Les méthodes d’ingénierie tissulaire visent à développer des tissus biologiques à même de restaurer les fonctions des tissus déficients de l’organisme (médecine régénératrice), ou encore de servir de modèles physiologiques pour des études pharmacologiques ou toxicologiques (tests tissulaires in vitro). Historiquement, l’ingénierie tissulaire prend ses racines dans les évolutions des matériaux implantables, le concept d’implant inerte ayant peu à peu évolué vers celui d’implant biologiquement actif, capable d’interaction et d’intégration dans l’organisme hôte. Ainsi, les techniques usuelles d’ingénierie tissulaire s’appuient principalement sur la conception de biomatériaux macroporeux appelés « scaffolds » et sur leur association avec des cellules.
En dépit d’importantes recherches, l’ingénierie tissulaire demeure toujours confrontée à des défis majeurs qui limitent jusqu'à présent ses applications cliniques à des structures relativement simples, fines ou avascularisées.

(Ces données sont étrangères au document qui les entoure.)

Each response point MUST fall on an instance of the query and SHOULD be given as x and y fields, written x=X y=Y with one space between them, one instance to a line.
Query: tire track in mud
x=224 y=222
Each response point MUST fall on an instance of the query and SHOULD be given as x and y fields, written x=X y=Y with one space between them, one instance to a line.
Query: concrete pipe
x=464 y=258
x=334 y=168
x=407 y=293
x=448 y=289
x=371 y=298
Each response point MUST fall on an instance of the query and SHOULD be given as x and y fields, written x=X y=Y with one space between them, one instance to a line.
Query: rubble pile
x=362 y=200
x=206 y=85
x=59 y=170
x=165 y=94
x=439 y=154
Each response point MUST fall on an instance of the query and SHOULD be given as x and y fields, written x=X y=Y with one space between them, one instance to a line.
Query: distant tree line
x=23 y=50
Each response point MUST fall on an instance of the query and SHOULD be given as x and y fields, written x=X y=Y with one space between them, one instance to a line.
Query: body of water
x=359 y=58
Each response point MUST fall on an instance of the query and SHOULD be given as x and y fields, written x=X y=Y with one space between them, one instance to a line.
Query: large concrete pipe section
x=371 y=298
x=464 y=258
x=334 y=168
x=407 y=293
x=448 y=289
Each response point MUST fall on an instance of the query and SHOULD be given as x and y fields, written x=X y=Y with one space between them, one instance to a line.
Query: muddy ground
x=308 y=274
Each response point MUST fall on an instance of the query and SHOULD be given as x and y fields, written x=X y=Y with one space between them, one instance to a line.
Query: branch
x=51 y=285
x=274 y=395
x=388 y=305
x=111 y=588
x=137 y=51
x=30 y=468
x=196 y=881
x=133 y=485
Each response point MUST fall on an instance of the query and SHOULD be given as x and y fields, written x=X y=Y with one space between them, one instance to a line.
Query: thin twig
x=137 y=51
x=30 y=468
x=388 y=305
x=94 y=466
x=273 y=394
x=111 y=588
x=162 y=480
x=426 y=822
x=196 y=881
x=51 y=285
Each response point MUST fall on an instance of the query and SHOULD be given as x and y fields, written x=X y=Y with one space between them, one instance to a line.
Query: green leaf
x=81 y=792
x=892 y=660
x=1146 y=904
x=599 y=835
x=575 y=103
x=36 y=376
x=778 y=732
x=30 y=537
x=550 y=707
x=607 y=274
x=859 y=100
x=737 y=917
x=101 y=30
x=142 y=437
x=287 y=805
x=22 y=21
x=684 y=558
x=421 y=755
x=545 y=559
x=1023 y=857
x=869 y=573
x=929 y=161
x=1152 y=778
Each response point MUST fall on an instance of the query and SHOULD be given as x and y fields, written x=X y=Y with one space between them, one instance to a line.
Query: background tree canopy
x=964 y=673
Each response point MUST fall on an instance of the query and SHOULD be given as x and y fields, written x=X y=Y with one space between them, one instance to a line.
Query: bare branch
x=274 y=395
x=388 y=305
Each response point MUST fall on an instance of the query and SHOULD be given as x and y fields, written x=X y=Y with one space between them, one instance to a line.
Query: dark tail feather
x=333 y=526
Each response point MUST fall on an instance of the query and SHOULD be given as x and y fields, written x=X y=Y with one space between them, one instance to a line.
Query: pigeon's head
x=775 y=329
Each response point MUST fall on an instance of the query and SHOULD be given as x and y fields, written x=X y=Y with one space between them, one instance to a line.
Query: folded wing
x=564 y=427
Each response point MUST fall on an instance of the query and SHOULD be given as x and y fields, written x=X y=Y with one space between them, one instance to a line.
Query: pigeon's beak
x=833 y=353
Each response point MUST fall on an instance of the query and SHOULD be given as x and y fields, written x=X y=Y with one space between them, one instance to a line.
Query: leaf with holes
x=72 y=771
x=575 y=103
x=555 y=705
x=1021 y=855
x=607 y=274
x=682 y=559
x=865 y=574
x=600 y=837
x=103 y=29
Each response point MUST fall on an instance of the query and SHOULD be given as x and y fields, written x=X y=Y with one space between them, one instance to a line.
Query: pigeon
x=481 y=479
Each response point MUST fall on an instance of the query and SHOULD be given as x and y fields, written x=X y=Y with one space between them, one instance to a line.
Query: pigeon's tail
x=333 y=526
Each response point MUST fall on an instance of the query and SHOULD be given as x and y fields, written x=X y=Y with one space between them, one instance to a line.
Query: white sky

Ainsi, comme le souligne Scott Hollister, spécialiste de l’ingénierie du tissu osseux, « la translation clinique des techniques d’ingénierie tissulaire basées sur l’utilisation de scaffolds demeure un échec » (Tissue Eng, 2012). Plus précisément, les approches d’ingénierie tissulaire se heurtent aujourd’hui à un certain nombre d’obstacles commerciaux, réglementaires et éthiques mais aussi scientifiques tels que :
(i) la capacité de reproduire la complexité des tissus natifs,
(ii) les rapports coût-efficacité et coûts-avantages par rapport aux traitements existants,
(iii) la promotion d'une vascularisation rapide lors de l'implantation (nécessaire au maintien de la viabilité cellulaire au cours de la croissance des tissus),
(iv) la possibilité de personnaliser des produits de l'ingénierie tissulaire (c'est-à-dire d’intégrer de cellules autologues ainsi que des informations morphologiques du patient),
(v) une sécurité absolue pour les patients, les fabricants et l'environnement,
(vi) la conformité avec l'évolution des politiques de régulation en termes de contrôle de la qualité et de bonnes pratiques de fabrication (BPF).
En réponse à ces limites, la Bioimpression vise à produire des tissus biologiques de façon automatisée en organisant couche-par-couche les différents constituants des tissus biologiques (tels que les cellules et la matrice extracellulaire) selon des structures prédéfinies et personnalisables par conception numérique. D’un point de vue technologique, plusieurs techniques de Bioimpression ont été développées à l’échelle internationale, telles que l’impression jet d’encre ou la bioextrusion. Nos travaux menés depuis 2005 au sein de l’INSERM et l’Université de Bordeaux, puis depuis 2014 au sein de Poietis, ont conduit à la mise au point de dispositifs et de méthodes innovants de Bioimpression par Laser. En permettant d’imprimer cellule par cellule, cette technologie procure l'avantage unique de contrôler l'organisation des constituants tissulaires à l'échelle cellulaire, ouvrant ainsi des perspectives de fabrication de tissus biologiques de façon automatisée, reproductible et en conformité avec les BPF.